Article

Marketing efficiency

How to free up 20-30 per cent of your marketing budget
Published

2 September 2024

Think of your marketing budget as a portfolio. You have countless options – countries, channels, products, customer segments. To win, you need to think like a CFO. Staying on top of the numbers is not optional; it is mandatory. Marketing has evolved into a discipline where being as data-driven and financially savvy as the finance team is no longer a nice-to-have – it is a must.


Gone are the days when marketing was all about creative storytelling and flashy ad campaigns. Today, it is about results – measurable, data-driven results that contribute directly to the bottom line.


What is marketing efficiency?

Marketing efficiency is about understanding the impact of every dollar spent. It is about doubling down on what works and cutting the fat from what does not for both working and non-working capital. When focusing on efficiency, you are not just making marketing more effective – you are aligning it with the broader business strategy.

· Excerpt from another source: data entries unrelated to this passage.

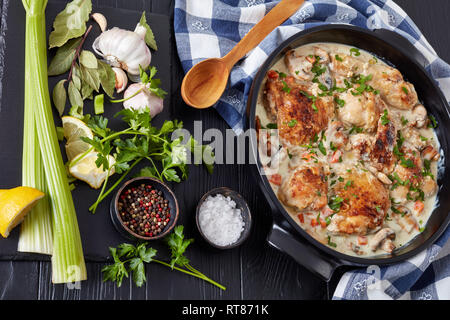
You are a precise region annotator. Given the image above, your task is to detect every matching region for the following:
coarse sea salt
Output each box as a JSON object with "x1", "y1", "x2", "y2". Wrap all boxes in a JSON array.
[{"x1": 198, "y1": 194, "x2": 245, "y2": 246}]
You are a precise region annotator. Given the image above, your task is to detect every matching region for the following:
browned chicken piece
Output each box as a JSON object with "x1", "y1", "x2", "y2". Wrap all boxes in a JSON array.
[
  {"x1": 370, "y1": 109, "x2": 397, "y2": 174},
  {"x1": 327, "y1": 169, "x2": 390, "y2": 235},
  {"x1": 284, "y1": 47, "x2": 330, "y2": 81},
  {"x1": 337, "y1": 91, "x2": 386, "y2": 132},
  {"x1": 265, "y1": 70, "x2": 334, "y2": 146},
  {"x1": 278, "y1": 164, "x2": 328, "y2": 210},
  {"x1": 331, "y1": 53, "x2": 367, "y2": 78},
  {"x1": 368, "y1": 64, "x2": 418, "y2": 110}
]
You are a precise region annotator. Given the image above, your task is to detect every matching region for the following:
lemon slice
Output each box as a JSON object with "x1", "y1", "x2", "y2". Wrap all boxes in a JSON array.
[
  {"x1": 61, "y1": 116, "x2": 94, "y2": 161},
  {"x1": 0, "y1": 187, "x2": 45, "y2": 238},
  {"x1": 69, "y1": 151, "x2": 116, "y2": 189}
]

With this in mind, you should be able to answer two key questions:

  1. What are we spending our money on (working and non-working capital), and how does it contribute to growth?
  2. How do we create the optimal marketing operating model to support our business strategy and enable efficiency and quality improvement?

Embracing marketing efficiency means embracing accountability. It means revisiting your agency set-up and how you operate across brands, functions and markets. If you can demonstrate that your marketing initiatives are efficient and driving growth, you will not only defend your budget – you are likely to increase it.

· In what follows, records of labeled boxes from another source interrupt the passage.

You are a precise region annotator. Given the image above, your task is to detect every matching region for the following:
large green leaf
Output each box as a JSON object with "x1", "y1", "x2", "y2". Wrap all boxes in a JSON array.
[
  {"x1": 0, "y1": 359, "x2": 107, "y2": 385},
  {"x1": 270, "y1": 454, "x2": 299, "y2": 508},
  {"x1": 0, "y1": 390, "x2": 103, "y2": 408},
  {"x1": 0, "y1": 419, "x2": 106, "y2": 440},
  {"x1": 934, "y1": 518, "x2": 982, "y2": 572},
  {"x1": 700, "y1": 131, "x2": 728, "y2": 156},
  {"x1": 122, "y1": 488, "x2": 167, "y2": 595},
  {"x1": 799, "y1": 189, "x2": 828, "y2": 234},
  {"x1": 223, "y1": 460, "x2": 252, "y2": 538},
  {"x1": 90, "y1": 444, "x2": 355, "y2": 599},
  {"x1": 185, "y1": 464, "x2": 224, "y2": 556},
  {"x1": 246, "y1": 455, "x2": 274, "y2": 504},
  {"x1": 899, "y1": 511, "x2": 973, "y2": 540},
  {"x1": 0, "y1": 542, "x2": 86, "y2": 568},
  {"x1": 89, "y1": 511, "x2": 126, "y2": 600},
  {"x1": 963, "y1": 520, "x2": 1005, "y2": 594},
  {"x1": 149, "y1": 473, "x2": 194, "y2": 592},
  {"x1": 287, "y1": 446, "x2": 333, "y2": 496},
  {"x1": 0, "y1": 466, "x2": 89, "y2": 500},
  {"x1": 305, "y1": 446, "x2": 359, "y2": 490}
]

How to get started: a call to action for CMOs (and CFOs)

Across industries, we have seen that tightening up on efficiency can free up 20 to 30 per cent of your budget. This is money you can directly funnel into growth or boosting your bottom line.


We have identified several cases where there is an inflated media spend on channels, product verticals or departments without a review of actual performance. This leads to missed opportunities and a suboptimal marketing model that often remains hidden in daily operations. This issue is often driven both internally and externally:

  • Internally, it often comes from the marketing or sales team demanding spend or attention on certain business units simply because the business unit exists – a prime example of the boiling frog syndrome, where we fail to recognise the gradual waste in our marketing spend as we become accustomed to it.
  • Externally, this pressure generally comes from the media agency demanding specific spending levels to “guarantee” performance or from sponsors allocating disproportionate budgets to certain areas, forcing marketing teams to comply. These pitfalls and assumptions make it increasingly difficult for CMOs to justify budgets and propose improvements.

And here is the kicker: these issues are often caused by guesswork and overreliance on questionable statistical models.


It is time to adopt a new blueprint.


The marketing efficiency blueprint

And so, in today’s landscape, marketing efficiency is critical. Thinking like a CFO allows you to potentially free up 20-30 per cent of your marketing budget, which can be turned into growth fuel or improved margins.


The path is clear: diagnose to identify savings opportunities, set clear and measurable targets in terms that the CFO cannot dispute, craft a road map of initiatives and execute on it.


The result? A marketing organisation that is not just about creative storytelling and flashy ad campaigns but also accountable, efficient and a true driver of business impact.